2 TBS extra virgin olive oil
1 medium onion, peeled and finely chopped
1 tsp sea salt
1 cup arborio rice
1 1.2 cups chicken or vegetable stock
1 (14 oz) tin of chopped plum tomatoes, undrained
3 medium courgettes, washed, trimmed and finely sliced
2 1/2 ounces freshly grated Parmesan cheese
freshly ground black pepper to taste
2 TBS finely chopped fresh flat leaf parsley
Fresh shavings of Parmesan cheese (Optional)

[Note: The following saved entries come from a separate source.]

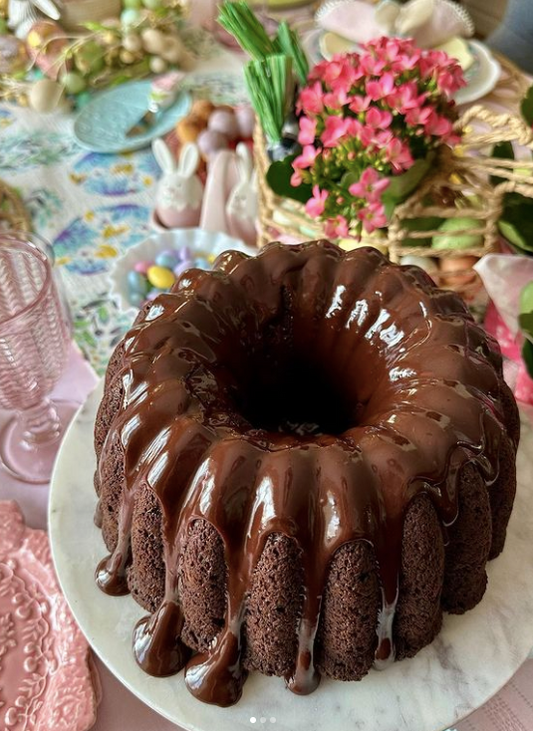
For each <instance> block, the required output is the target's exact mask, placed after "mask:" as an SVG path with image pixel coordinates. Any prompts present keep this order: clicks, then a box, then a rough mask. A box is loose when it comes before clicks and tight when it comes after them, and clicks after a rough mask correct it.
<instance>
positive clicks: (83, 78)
mask: <svg viewBox="0 0 533 731" xmlns="http://www.w3.org/2000/svg"><path fill="white" fill-rule="evenodd" d="M61 83H62V84H63V86H64V87H65V91H66V92H67V94H79V93H80V92H82V91H83V90H84V89H85V87H86V86H87V82H86V81H85V79H84V78H83V76H82V75H81V74H80V73H79V72H78V71H67V73H66V74H63V76H62V77H61Z"/></svg>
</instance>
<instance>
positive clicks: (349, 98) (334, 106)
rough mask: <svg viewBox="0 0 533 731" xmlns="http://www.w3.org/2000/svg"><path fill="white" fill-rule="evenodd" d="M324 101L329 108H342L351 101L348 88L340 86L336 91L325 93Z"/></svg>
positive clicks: (324, 95) (338, 108) (325, 106)
mask: <svg viewBox="0 0 533 731" xmlns="http://www.w3.org/2000/svg"><path fill="white" fill-rule="evenodd" d="M323 101H324V106H325V107H327V108H328V109H342V107H344V106H345V105H346V104H348V102H349V101H350V97H349V96H348V90H347V89H344V88H342V89H341V88H338V89H336V90H335V91H328V92H326V93H325V94H324V100H323Z"/></svg>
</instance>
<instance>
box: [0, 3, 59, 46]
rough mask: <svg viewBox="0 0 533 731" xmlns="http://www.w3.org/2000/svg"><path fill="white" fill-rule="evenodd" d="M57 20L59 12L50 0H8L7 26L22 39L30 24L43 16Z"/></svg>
mask: <svg viewBox="0 0 533 731" xmlns="http://www.w3.org/2000/svg"><path fill="white" fill-rule="evenodd" d="M45 16H46V17H48V18H52V20H59V18H60V17H61V13H60V12H59V10H58V8H57V7H56V5H55V4H54V3H53V2H52V0H9V3H8V17H9V23H8V26H9V28H10V29H11V30H12V31H14V33H15V35H16V36H17V38H20V39H22V40H24V39H25V38H26V36H27V35H28V33H29V31H30V28H31V27H32V25H34V24H35V23H37V21H39V20H42V19H43V17H45Z"/></svg>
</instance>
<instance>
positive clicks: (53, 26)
mask: <svg viewBox="0 0 533 731" xmlns="http://www.w3.org/2000/svg"><path fill="white" fill-rule="evenodd" d="M64 35H65V31H64V30H63V29H62V28H61V27H60V26H59V25H58V24H57V23H54V21H53V20H39V21H38V22H37V23H34V24H33V25H32V27H31V28H30V31H29V33H28V35H27V37H26V47H27V49H28V54H29V56H30V58H31V59H32V61H34V63H35V65H36V66H37V68H39V69H40V70H41V71H42V72H43V73H44V74H45V75H46V76H48V77H50V78H51V79H54V80H55V79H57V77H58V75H59V72H60V71H61V70H62V69H63V68H64V66H63V64H61V63H57V61H58V58H59V56H60V54H61V53H62V51H63V50H64V49H65V47H66V46H67V45H68V41H67V39H66V38H64ZM51 38H54V40H50V39H51Z"/></svg>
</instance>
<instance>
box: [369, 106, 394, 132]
mask: <svg viewBox="0 0 533 731" xmlns="http://www.w3.org/2000/svg"><path fill="white" fill-rule="evenodd" d="M365 122H366V123H367V124H368V125H370V126H371V127H374V129H387V127H389V126H390V124H391V122H392V114H391V113H390V112H387V111H386V110H384V109H378V107H371V108H370V109H369V110H368V112H367V113H366V118H365Z"/></svg>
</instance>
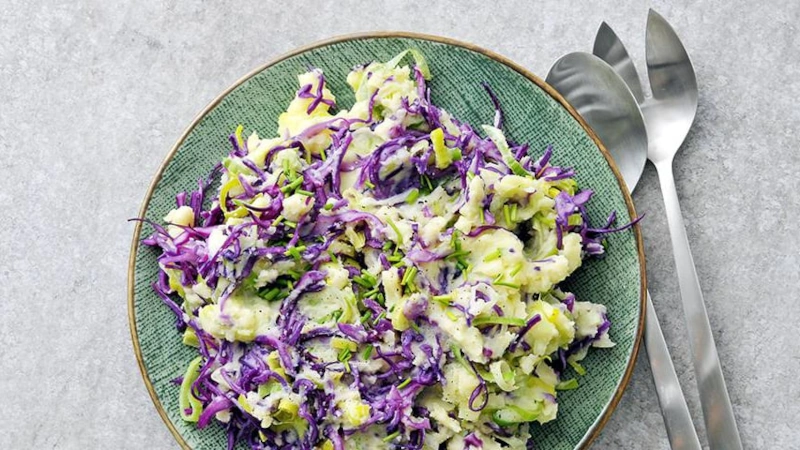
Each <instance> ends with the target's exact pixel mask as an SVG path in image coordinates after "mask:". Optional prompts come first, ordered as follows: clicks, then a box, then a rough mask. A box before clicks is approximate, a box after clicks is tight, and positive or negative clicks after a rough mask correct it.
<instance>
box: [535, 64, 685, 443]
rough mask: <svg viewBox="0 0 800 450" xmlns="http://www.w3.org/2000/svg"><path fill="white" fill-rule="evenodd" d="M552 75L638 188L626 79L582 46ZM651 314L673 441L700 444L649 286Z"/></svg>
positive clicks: (663, 406)
mask: <svg viewBox="0 0 800 450" xmlns="http://www.w3.org/2000/svg"><path fill="white" fill-rule="evenodd" d="M622 51H625V49H624V48H623V49H622ZM634 70H635V69H634ZM634 73H635V72H634ZM546 81H547V83H549V84H550V85H551V86H553V87H554V88H555V89H556V90H557V91H558V92H560V93H561V95H563V96H564V97H565V98H566V99H567V101H569V102H570V104H571V105H572V106H573V107H574V108H575V109H576V110H577V111H578V113H580V114H581V116H582V117H583V118H584V119H585V120H586V122H588V123H589V126H591V127H592V129H593V130H594V132H595V133H597V135H598V136H599V137H600V140H601V141H602V142H603V144H604V145H605V146H606V148H607V149H608V151H609V152H610V153H611V156H612V157H613V158H614V161H615V162H616V163H617V166H618V167H619V169H620V172H621V173H622V178H623V179H624V180H625V183H626V184H627V185H628V189H630V190H631V191H633V189H635V188H636V184H637V183H638V182H639V177H640V176H641V175H642V171H643V170H644V164H645V163H646V162H647V133H646V131H645V126H644V120H643V118H642V113H641V111H640V110H639V106H638V105H637V103H636V99H635V98H634V97H633V96H632V95H631V92H630V91H629V90H628V88H627V87H626V85H625V82H623V81H622V80H621V79H620V77H619V76H617V74H616V73H615V72H614V69H612V68H611V67H610V66H609V65H608V64H606V63H605V62H603V61H602V60H601V59H600V58H597V57H596V56H593V55H590V54H588V53H582V52H577V53H570V54H568V55H565V56H563V57H561V58H560V59H559V60H558V61H556V63H555V64H554V65H553V67H552V68H551V69H550V73H549V74H548V75H547V79H546ZM645 320H646V322H645V329H644V343H645V348H646V350H647V357H648V359H649V360H650V367H651V369H652V373H653V381H654V382H655V385H656V393H657V394H658V402H659V404H660V405H661V413H662V415H663V416H664V424H665V426H666V428H667V436H668V438H669V441H670V445H671V446H672V448H673V449H674V450H699V449H700V448H701V446H700V440H699V439H698V438H697V432H696V431H695V428H694V424H693V423H692V417H691V415H690V414H689V408H688V407H687V406H686V399H685V398H684V396H683V392H682V391H681V386H680V383H679V382H678V376H677V374H676V373H675V367H674V366H673V365H672V359H671V358H670V355H669V349H668V348H667V343H666V341H665V340H664V334H663V333H662V332H661V325H659V323H658V317H657V316H656V311H655V308H654V307H653V302H652V300H650V293H649V292H648V293H647V311H646V319H645Z"/></svg>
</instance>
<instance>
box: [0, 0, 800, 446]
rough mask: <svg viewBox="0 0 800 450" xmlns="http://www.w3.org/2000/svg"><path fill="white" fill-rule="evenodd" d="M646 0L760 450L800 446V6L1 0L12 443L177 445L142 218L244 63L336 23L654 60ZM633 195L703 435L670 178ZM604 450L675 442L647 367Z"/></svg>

Preheat the oven to 200*C/400*F. Heat the olive oil in a large skillet. Add the onion and sea salt. Cook, stirring until softened, about 5 minutes. Add the rice. Cook and stir for another few minutes. Add the stock and the chopped tomatoes and bring to a simmer. Stir in the courgettes and Parmesan. Season to taste with freshly ground black pepper. Pour into a large oven proof casserole dish with a lid. Cover tightly and bake in the heated oven for 30 minutes, or until the rice is cooked.
Remove from the oven and spoon into a heated serving dish. Sprinkle with the chopped parsley and shaved Parmesan cheese. Serve hot.